Executive producers Stephen Lambert and John Hay share with some of the challenges they faced filming a reality show with 456 contestants.
Squid Game
Squid Game: The Challenge. Season 1.Netflix
/ Source: TODAY

(Warning: This story contains spoilers from “Squid Game: The Challenge.”)

The series premiere of “Squid Game: The Challenge” begins with 456 players walking into an enclosed space with a giant robot doll at the opposite end. She begins to sing a song in Korean, indicating that the first challenge, Red Light, Green Light, has begun. After an anxiety-filled five minutes, the game ends and only 197 contestants remain. 
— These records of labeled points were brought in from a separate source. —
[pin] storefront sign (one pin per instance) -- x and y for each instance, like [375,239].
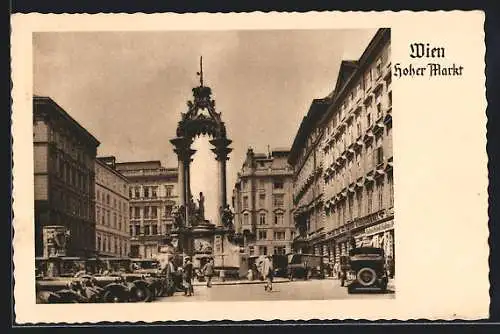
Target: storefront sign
[382,227]
[218,244]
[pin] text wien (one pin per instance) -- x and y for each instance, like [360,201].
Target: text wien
[432,69]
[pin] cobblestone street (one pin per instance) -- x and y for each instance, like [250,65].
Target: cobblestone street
[296,290]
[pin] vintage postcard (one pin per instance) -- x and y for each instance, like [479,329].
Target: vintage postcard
[249,166]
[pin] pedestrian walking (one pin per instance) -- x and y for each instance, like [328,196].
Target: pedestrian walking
[267,273]
[208,271]
[188,277]
[169,272]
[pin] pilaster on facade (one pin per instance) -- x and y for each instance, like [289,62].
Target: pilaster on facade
[154,194]
[356,152]
[262,199]
[64,156]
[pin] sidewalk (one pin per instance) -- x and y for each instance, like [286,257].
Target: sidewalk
[238,282]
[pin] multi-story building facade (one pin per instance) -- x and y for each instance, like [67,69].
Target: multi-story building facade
[306,157]
[357,159]
[112,209]
[153,195]
[262,203]
[64,181]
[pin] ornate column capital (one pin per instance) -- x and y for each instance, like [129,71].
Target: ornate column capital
[183,148]
[221,149]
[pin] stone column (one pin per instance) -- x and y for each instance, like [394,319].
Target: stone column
[221,151]
[181,180]
[184,153]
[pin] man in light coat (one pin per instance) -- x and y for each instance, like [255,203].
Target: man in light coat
[267,273]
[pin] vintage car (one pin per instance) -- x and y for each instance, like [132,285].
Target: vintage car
[305,266]
[280,265]
[58,280]
[367,265]
[141,287]
[151,270]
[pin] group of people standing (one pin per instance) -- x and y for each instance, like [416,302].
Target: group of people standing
[184,275]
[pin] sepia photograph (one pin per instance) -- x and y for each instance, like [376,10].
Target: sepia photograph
[219,166]
[240,166]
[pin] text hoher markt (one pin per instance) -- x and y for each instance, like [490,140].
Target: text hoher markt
[436,68]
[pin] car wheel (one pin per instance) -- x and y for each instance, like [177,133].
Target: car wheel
[366,276]
[142,294]
[112,297]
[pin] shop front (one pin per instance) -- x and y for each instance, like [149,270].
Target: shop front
[382,235]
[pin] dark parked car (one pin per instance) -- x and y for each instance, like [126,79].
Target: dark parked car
[151,270]
[368,267]
[142,286]
[60,280]
[305,266]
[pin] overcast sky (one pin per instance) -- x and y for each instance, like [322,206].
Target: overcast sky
[129,88]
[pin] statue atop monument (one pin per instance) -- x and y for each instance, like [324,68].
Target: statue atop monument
[227,217]
[178,214]
[201,206]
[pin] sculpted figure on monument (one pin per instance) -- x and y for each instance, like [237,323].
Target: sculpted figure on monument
[201,206]
[178,214]
[227,217]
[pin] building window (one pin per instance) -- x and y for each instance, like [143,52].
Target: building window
[391,189]
[278,218]
[262,219]
[279,235]
[380,195]
[279,250]
[278,184]
[168,211]
[379,110]
[359,200]
[380,155]
[351,204]
[278,200]
[378,68]
[262,250]
[262,200]
[369,194]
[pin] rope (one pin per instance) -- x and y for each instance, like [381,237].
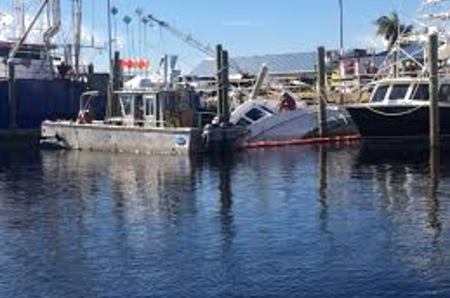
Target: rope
[399,114]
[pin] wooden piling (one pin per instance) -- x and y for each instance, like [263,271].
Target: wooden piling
[321,92]
[434,108]
[225,87]
[219,52]
[12,95]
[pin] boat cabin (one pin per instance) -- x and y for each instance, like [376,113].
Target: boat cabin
[253,111]
[159,109]
[408,92]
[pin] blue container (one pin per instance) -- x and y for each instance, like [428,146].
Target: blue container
[39,100]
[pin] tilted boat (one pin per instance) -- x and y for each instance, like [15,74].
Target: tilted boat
[278,123]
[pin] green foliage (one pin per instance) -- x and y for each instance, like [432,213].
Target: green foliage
[390,28]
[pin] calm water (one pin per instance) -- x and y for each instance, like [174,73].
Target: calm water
[291,222]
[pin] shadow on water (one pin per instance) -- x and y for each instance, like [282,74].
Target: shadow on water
[406,171]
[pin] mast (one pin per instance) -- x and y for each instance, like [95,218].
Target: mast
[77,19]
[111,66]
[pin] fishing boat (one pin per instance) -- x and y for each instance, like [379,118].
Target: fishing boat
[35,84]
[400,109]
[167,121]
[287,122]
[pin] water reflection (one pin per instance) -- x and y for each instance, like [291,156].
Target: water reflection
[433,199]
[320,221]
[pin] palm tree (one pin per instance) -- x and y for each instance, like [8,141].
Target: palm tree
[390,28]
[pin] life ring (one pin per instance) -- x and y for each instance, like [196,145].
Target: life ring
[84,117]
[173,121]
[287,104]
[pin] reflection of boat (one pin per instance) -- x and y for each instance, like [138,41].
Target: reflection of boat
[268,123]
[399,108]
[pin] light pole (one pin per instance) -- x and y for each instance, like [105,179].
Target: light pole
[341,45]
[111,67]
[341,24]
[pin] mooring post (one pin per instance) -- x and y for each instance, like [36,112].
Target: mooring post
[321,92]
[219,52]
[116,84]
[434,108]
[225,87]
[12,94]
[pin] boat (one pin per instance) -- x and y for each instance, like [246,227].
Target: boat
[150,121]
[276,123]
[35,84]
[399,109]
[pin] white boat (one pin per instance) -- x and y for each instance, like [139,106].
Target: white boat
[267,123]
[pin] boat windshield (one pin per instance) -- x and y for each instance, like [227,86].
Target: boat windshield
[422,92]
[379,94]
[399,92]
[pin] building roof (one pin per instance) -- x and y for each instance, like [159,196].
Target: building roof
[277,63]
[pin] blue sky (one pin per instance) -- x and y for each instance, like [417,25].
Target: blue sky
[246,27]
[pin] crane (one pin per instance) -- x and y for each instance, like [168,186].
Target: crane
[189,39]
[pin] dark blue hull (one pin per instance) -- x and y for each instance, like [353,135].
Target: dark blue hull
[38,100]
[402,122]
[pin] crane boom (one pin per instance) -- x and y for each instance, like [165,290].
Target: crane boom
[189,39]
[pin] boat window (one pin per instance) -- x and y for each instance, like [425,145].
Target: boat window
[127,101]
[380,94]
[399,92]
[255,114]
[422,92]
[243,122]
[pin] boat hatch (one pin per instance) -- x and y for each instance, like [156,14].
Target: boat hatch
[399,92]
[256,113]
[403,92]
[379,94]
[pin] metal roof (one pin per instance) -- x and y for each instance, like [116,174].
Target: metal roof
[277,63]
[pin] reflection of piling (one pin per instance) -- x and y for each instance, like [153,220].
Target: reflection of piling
[323,175]
[433,201]
[12,94]
[321,96]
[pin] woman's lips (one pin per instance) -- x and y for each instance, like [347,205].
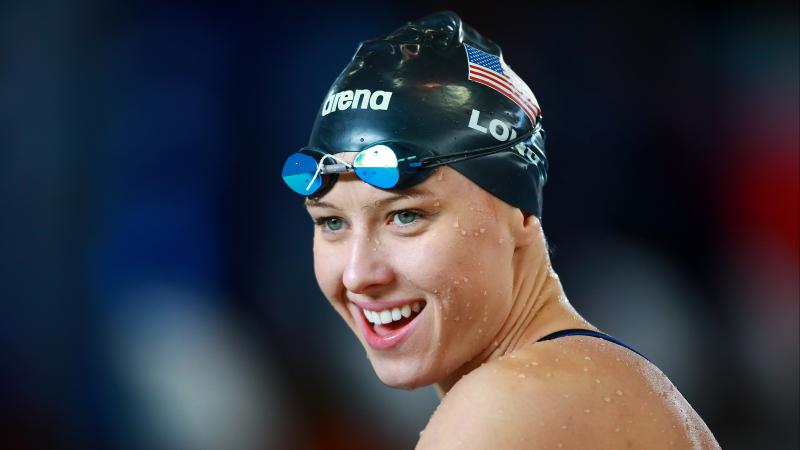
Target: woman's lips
[386,337]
Those who were eliminated—and many of those still in the running as future episodes show—instantly became nameless faces, briefly making an appearance on Netflix’s newest reality show before their chance to win $4.56 million dollars evaporated. 

Throughout the first five episodes of the show, out Nov. 22, multiple contestants meet the same fate. But just like the hit Netflix series that the reality show is based on, some players become “main characters” who get to share their backstories and their motivations for competing on the show. 

So how did the producers behind the series decide which contestants out of nearly 500 to highlight? Executive producer Stephen Lambert tells that it was an “enormous challenge” the creative team faced early on during the filming process. 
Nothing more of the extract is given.